The first thing I would do is to try a different RJ45 cable AND router to rule out your cable or homemade router being the problem. Yes, you’ll have to pick up a cheap router, but any $50 gadget, such as a Mikrotik RB or Ubiquiti ER-X will do. Most network techs have a garage full of castoff routers they can pull out in a pinch.

Yeah, I should have included that in the initial email, apologies. I've plugged my laptop in (Lenovo T14) and it
exhibits the same behavior. I've even plugged in my travel router which works pretty much anywhere I've tried it, and
after some time, the same thing happens.

If possible, put a network tap in-between the router and the ONT, and sniff the traffic.

I’ve seen this recently where in a very specific circumstance (two hardware vendors, and only with CGNAT IPs), one side stopped responding to ARP requests. The tap capture showed the request going out, but the far end never processed it. Running a capture on the far end device wouldn’t show the received ARP request - it just vanished somewhere between the wire and the pcap.

Solution ended up being a software update on the router side, I’m assuming it updated a NIC driver as well.

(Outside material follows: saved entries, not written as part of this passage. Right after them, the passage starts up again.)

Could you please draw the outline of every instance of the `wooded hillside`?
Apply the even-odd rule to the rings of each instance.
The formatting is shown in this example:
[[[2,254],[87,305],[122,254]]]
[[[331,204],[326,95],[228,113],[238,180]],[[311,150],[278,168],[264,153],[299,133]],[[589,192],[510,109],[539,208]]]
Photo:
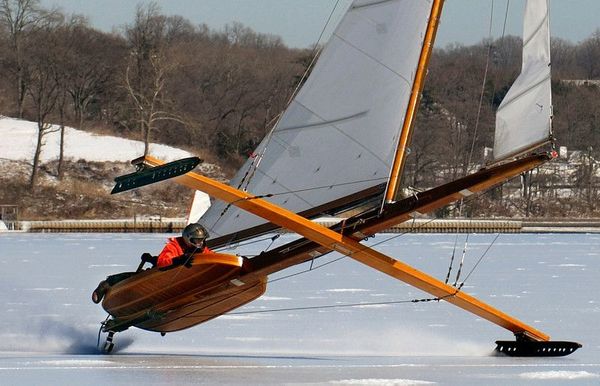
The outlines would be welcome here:
[[[120,32],[104,33],[36,0],[1,0],[0,114],[38,122],[40,144],[48,123],[70,125],[175,145],[231,174],[284,110],[314,55],[241,24],[193,25],[153,4],[138,7]],[[557,143],[587,157],[571,181],[585,205],[573,211],[594,215],[600,88],[581,81],[600,79],[600,30],[578,44],[554,39],[552,57]],[[482,147],[493,145],[494,111],[520,63],[515,37],[434,51],[405,185],[427,188],[481,166]],[[38,158],[39,149],[31,189]]]

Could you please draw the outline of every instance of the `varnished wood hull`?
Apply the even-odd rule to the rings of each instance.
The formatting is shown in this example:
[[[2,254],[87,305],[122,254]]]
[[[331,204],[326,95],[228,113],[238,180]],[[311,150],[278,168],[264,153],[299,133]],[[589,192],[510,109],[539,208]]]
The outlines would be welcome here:
[[[192,267],[153,268],[110,288],[102,307],[113,317],[111,329],[135,326],[150,331],[183,330],[240,307],[266,290],[266,277],[237,279],[242,259],[199,255]],[[233,282],[232,282],[233,281]]]

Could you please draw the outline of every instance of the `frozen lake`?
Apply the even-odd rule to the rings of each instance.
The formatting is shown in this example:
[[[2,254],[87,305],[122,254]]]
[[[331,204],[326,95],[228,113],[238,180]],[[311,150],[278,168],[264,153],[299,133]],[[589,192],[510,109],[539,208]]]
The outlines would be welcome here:
[[[500,235],[463,287],[555,340],[584,345],[567,357],[493,356],[494,341],[510,332],[444,302],[411,303],[428,296],[338,254],[273,281],[228,315],[165,337],[130,329],[116,335],[113,355],[97,354],[106,314],[91,291],[108,274],[134,270],[167,237],[0,233],[2,384],[600,382],[600,235]],[[369,243],[443,280],[455,237],[378,235]],[[469,236],[462,279],[494,238]]]

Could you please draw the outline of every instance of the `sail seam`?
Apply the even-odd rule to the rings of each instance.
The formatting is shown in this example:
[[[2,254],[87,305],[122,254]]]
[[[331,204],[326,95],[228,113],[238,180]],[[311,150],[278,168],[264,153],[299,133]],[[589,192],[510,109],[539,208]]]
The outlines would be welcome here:
[[[404,82],[406,83],[407,86],[411,85],[411,80],[406,79],[402,74],[398,73],[396,70],[394,70],[393,68],[389,67],[388,65],[380,62],[379,60],[377,60],[377,58],[373,57],[372,55],[370,55],[369,53],[367,53],[366,51],[360,49],[359,47],[357,47],[356,45],[350,43],[348,40],[344,39],[343,37],[341,37],[340,35],[338,35],[337,33],[333,34],[334,37],[340,39],[343,43],[345,43],[348,47],[352,47],[353,49],[355,49],[357,52],[360,52],[361,54],[363,54],[364,56],[366,56],[367,58],[371,59],[373,62],[377,63],[378,65],[380,65],[381,67],[387,69],[388,71],[390,71],[392,74],[396,74],[399,78],[401,78],[402,80],[404,80]]]
[[[383,4],[383,3],[391,3],[391,2],[395,2],[395,1],[398,1],[398,0],[376,0],[376,1],[373,1],[368,4],[353,5],[352,8],[350,8],[350,9],[354,10],[354,9],[360,9],[360,8],[368,8],[368,7],[372,7],[374,5],[379,5],[379,4]]]
[[[271,175],[265,173],[264,171],[257,169],[257,171],[262,174],[263,176],[270,178],[273,181],[276,181],[275,178],[273,178]],[[306,191],[311,191],[311,190],[319,190],[319,189],[327,189],[329,187],[334,187],[334,186],[347,186],[347,185],[354,185],[354,184],[364,184],[365,182],[377,182],[377,183],[381,183],[383,180],[385,180],[384,178],[380,178],[380,179],[372,179],[372,180],[363,180],[363,181],[354,181],[354,182],[348,182],[348,183],[344,183],[344,184],[331,184],[330,186],[317,186],[317,187],[313,187],[313,188],[303,188],[303,189],[295,189],[292,190],[290,188],[288,188],[287,186],[281,184],[280,182],[275,182],[275,184],[279,187],[281,187],[281,189],[283,190],[282,192],[278,192],[278,193],[272,193],[273,196],[283,196],[286,194],[289,194],[293,197],[296,197],[297,199],[299,199],[300,201],[306,203],[307,205],[315,205],[312,202],[307,201],[305,198],[303,198],[302,196],[298,195],[298,193],[302,193],[302,192],[306,192]],[[376,186],[377,184],[373,185]]]
[[[548,15],[549,15],[549,10],[548,8],[546,8],[546,14],[544,15],[544,17],[542,18],[542,21],[538,24],[538,26],[533,30],[533,33],[526,39],[523,41],[523,47],[525,47],[527,44],[529,44],[529,42],[531,42],[533,40],[533,38],[535,38],[535,36],[537,35],[537,33],[542,29],[543,25],[546,23],[546,21],[548,20]]]
[[[258,170],[260,172],[260,174],[262,174],[263,176],[270,178],[270,179],[274,179],[273,177],[271,177],[270,175],[268,175],[267,173],[263,172],[262,170]],[[377,186],[378,184],[381,184],[382,182],[384,182],[386,180],[386,178],[382,177],[382,178],[371,178],[368,180],[360,180],[360,181],[349,181],[349,182],[343,182],[343,183],[336,183],[336,184],[330,184],[330,185],[323,185],[323,186],[314,186],[314,187],[308,187],[308,188],[301,188],[301,189],[295,189],[295,190],[291,190],[289,188],[287,188],[285,185],[282,185],[279,182],[276,182],[275,184],[278,186],[281,186],[284,191],[282,192],[276,192],[276,193],[268,193],[269,197],[275,197],[275,196],[284,196],[286,194],[293,194],[296,195],[296,193],[302,193],[302,192],[307,192],[307,191],[312,191],[312,190],[320,190],[320,189],[329,189],[331,187],[336,187],[336,186],[348,186],[348,185],[356,185],[356,184],[364,184],[364,183],[375,183],[375,185],[373,186]],[[249,199],[256,199],[256,198],[263,198],[265,195],[262,196],[254,196],[254,197],[250,197]],[[298,197],[300,199],[302,199],[301,197]]]
[[[508,105],[512,104],[513,102],[515,102],[517,99],[520,99],[523,95],[531,92],[533,89],[535,89],[538,86],[542,85],[544,82],[546,82],[548,79],[550,79],[550,77],[551,77],[551,75],[545,76],[544,79],[540,80],[537,83],[534,83],[530,87],[526,88],[525,90],[521,91],[519,94],[517,94],[514,97],[512,97],[510,100],[506,101],[505,103],[502,103],[502,105],[500,107],[498,107],[498,111],[501,111],[506,106],[508,106]]]

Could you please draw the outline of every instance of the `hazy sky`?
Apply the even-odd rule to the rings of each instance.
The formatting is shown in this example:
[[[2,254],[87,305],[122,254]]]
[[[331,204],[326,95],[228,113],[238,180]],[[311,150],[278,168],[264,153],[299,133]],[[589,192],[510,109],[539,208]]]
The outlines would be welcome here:
[[[351,0],[158,0],[163,13],[181,15],[195,24],[220,29],[239,21],[255,31],[272,33],[293,47],[317,41],[336,2],[339,20]],[[419,1],[419,0],[413,0]],[[502,33],[504,13],[510,1],[507,33],[521,34],[524,0],[446,0],[437,46],[459,42],[473,44],[488,36],[491,5],[494,4],[493,35]],[[138,3],[148,0],[41,0],[45,7],[58,6],[67,13],[87,16],[96,28],[111,31],[133,20]],[[600,28],[600,0],[551,0],[553,36],[574,43]]]

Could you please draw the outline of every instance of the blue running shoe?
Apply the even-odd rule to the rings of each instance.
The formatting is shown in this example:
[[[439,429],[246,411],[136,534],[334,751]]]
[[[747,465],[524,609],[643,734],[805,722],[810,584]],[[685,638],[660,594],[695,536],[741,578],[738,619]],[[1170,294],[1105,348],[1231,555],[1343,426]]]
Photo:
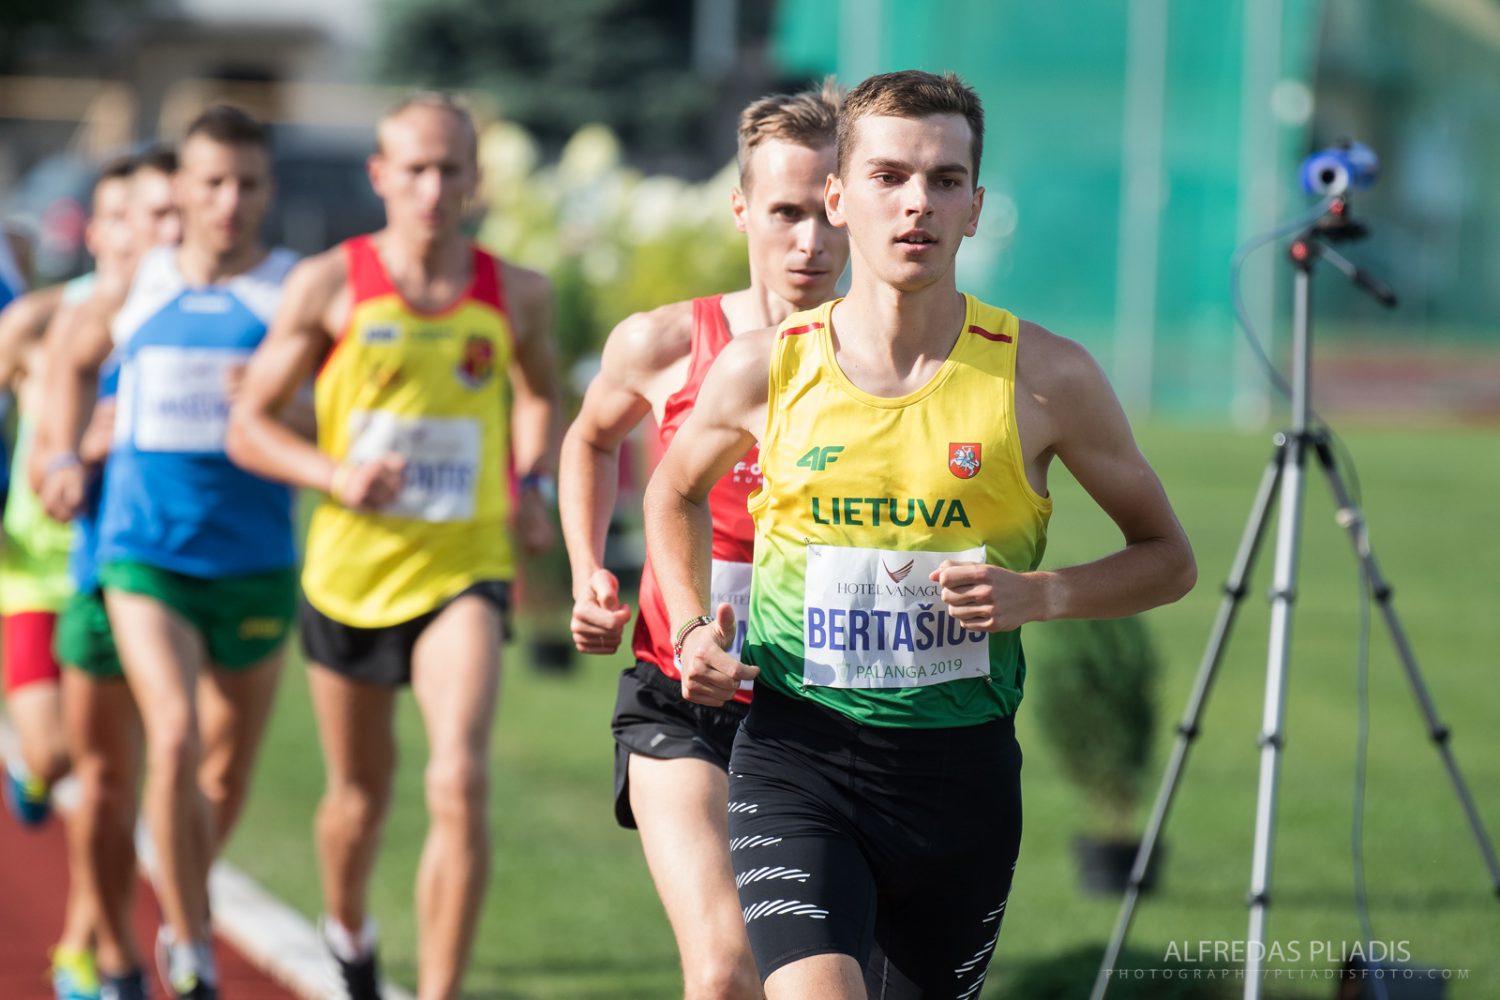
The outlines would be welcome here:
[[[52,992],[57,1000],[99,1000],[94,956],[81,948],[54,948]]]
[[[52,789],[19,761],[5,765],[5,805],[16,822],[38,827],[52,815]]]

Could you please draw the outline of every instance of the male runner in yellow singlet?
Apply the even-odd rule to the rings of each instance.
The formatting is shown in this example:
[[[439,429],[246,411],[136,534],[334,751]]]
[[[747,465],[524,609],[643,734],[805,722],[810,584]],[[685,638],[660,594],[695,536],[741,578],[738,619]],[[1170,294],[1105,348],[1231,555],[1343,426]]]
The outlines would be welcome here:
[[[613,653],[630,609],[602,566],[615,505],[620,444],[650,414],[665,446],[692,411],[714,357],[737,333],[775,325],[832,297],[849,259],[828,223],[823,183],[833,171],[841,98],[821,90],[764,97],[740,113],[735,225],[745,234],[750,286],[638,313],[604,345],[599,376],[563,441],[558,500],[573,563],[573,636],[585,653]],[[749,600],[754,526],[746,498],[760,488],[754,450],[714,488],[714,576],[725,600]],[[636,664],[620,678],[615,816],[635,827],[682,957],[690,1000],[759,997],[760,978],[729,868],[729,748],[750,702],[682,700],[672,626],[649,568],[641,579]]]
[[[1020,626],[1133,614],[1195,578],[1093,359],[956,288],[983,135],[952,75],[849,94],[826,191],[848,298],[736,338],[647,489],[684,695],[756,680],[729,836],[771,1000],[977,997],[1020,847]],[[757,441],[742,662],[710,603],[705,497]],[[1124,546],[1039,572],[1053,457]]]
[[[489,870],[490,728],[514,568],[508,467],[521,541],[551,541],[551,293],[460,229],[478,179],[462,106],[413,97],[377,141],[370,179],[386,228],[293,274],[229,447],[248,469],[326,494],[308,531],[301,631],[328,769],[323,931],[354,1000],[378,996],[366,888],[401,686],[426,722],[417,986],[438,1000],[458,994]],[[278,421],[315,371],[317,445]]]

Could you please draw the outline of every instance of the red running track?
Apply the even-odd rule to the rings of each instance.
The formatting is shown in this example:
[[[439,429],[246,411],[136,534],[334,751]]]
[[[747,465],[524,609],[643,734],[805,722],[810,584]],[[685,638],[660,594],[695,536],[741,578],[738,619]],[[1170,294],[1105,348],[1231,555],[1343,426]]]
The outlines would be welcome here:
[[[161,911],[145,879],[138,884],[135,927],[149,965]],[[0,997],[52,1000],[47,950],[62,927],[67,891],[62,823],[54,816],[41,829],[25,830],[0,807]],[[224,1000],[296,1000],[222,939],[217,952]],[[162,997],[154,971],[148,973],[152,996]]]

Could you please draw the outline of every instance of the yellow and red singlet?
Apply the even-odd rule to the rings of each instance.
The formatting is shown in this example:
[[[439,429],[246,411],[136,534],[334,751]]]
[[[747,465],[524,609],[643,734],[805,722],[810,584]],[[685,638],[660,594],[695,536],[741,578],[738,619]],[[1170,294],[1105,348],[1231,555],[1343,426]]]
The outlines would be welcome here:
[[[691,348],[687,378],[682,388],[672,393],[662,407],[659,429],[665,451],[698,401],[698,390],[714,358],[734,334],[724,319],[720,305],[722,295],[693,300]],[[745,638],[750,611],[750,559],[755,548],[755,526],[750,521],[747,503],[750,494],[760,488],[760,457],[751,448],[733,469],[714,484],[708,494],[708,509],[713,518],[713,570],[710,582],[712,611],[720,604],[734,608],[736,634],[730,652],[738,653]],[[673,625],[667,620],[667,605],[650,557],[641,573],[641,611],[635,622],[632,646],[635,658],[653,663],[668,677],[676,680],[682,670],[672,652]],[[750,682],[741,685],[736,701],[750,700]]]
[[[402,297],[368,236],[344,253],[353,302],[314,384],[318,446],[339,461],[395,452],[406,474],[396,502],[378,513],[323,499],[302,587],[329,618],[380,628],[514,573],[514,344],[499,262],[478,247],[468,289],[436,312]]]

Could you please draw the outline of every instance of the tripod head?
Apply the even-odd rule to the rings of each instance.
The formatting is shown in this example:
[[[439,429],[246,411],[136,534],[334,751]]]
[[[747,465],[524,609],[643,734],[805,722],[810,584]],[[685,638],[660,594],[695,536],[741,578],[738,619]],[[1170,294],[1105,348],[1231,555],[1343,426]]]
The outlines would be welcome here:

I've always had good luck with https://consumercomplaints.fcc.gov/hc/en-us. This tends to result in a higher-level tech getting assigned to your ticket at least at larger providers. Depending on where you are, your local government may have a similar process (e.g. in NYC the city has a similar process that tends to get very high priority tech attention as city council members will rake providers over the coals on individual complaints come contract-renewal time).

Matt

Getting the FCC involved seems premature, since the OP hasn’t yet ruled out a problem with his home made router. Not that there’s anything wrong with making your own router, but it seems there is a burden of proof on the end user to demonstrate the problem isn’t at with the CPE. Even a test as simple as connecting a laptop up for a day and running pings would rule out the CPE.

-mel

OP indicated they've tried both a direct laptop connection as well as another router. That seems to meet the requirement for having ruled out his home-made router, though obviously I agree one should attempt to rule out any possible errors by doing transparent packet sniffing analyzing the problem carefully before escalating an issue. Hopefully everyone on this list knows the value of the tech on the other end of the line's time :slight_smile:

Matt

Matt,

I missed where the OP indicated they’ve tried both a direct laptop connection as well as another router. I think you may have seen my reply suggesting that and thought that was the OP stating he’d done it.

-mel

As from a consumers standpoint, Verizon FIOS has published an IPv6 website, created a discussion forum, and stated they would soon support. That was 14 years ago.

Joe Klein

Neil,

Sorry, I must have missed that branch of the thread. When you had a computer directly connected, did you happen to run a wire shark capture? That wouldn’t require an Ethernet tap.

-mel

I dunno … I had to turn Verizon’s FiOS IPv6 off because it wasn’t playing well with my Pulse VPN. So they are providing it now (maybe not supporting it :wink:

His IPv6 was staying up. It was only his IPv4 breaking.

Maybe it’s Verizon’s way of telling you to go IPv6-only and do NAT64/DNS64 on your home network. (Only half-joking.) Be good for them to be able to operate the FIOS more like the wireless and not worry about giving customer devices IPv6.

Out of curiosity, when the IPv4 is working, is it a globally routable address or CGNAT?

Of course, I meant, “not worry about giving customer devices IPv4.”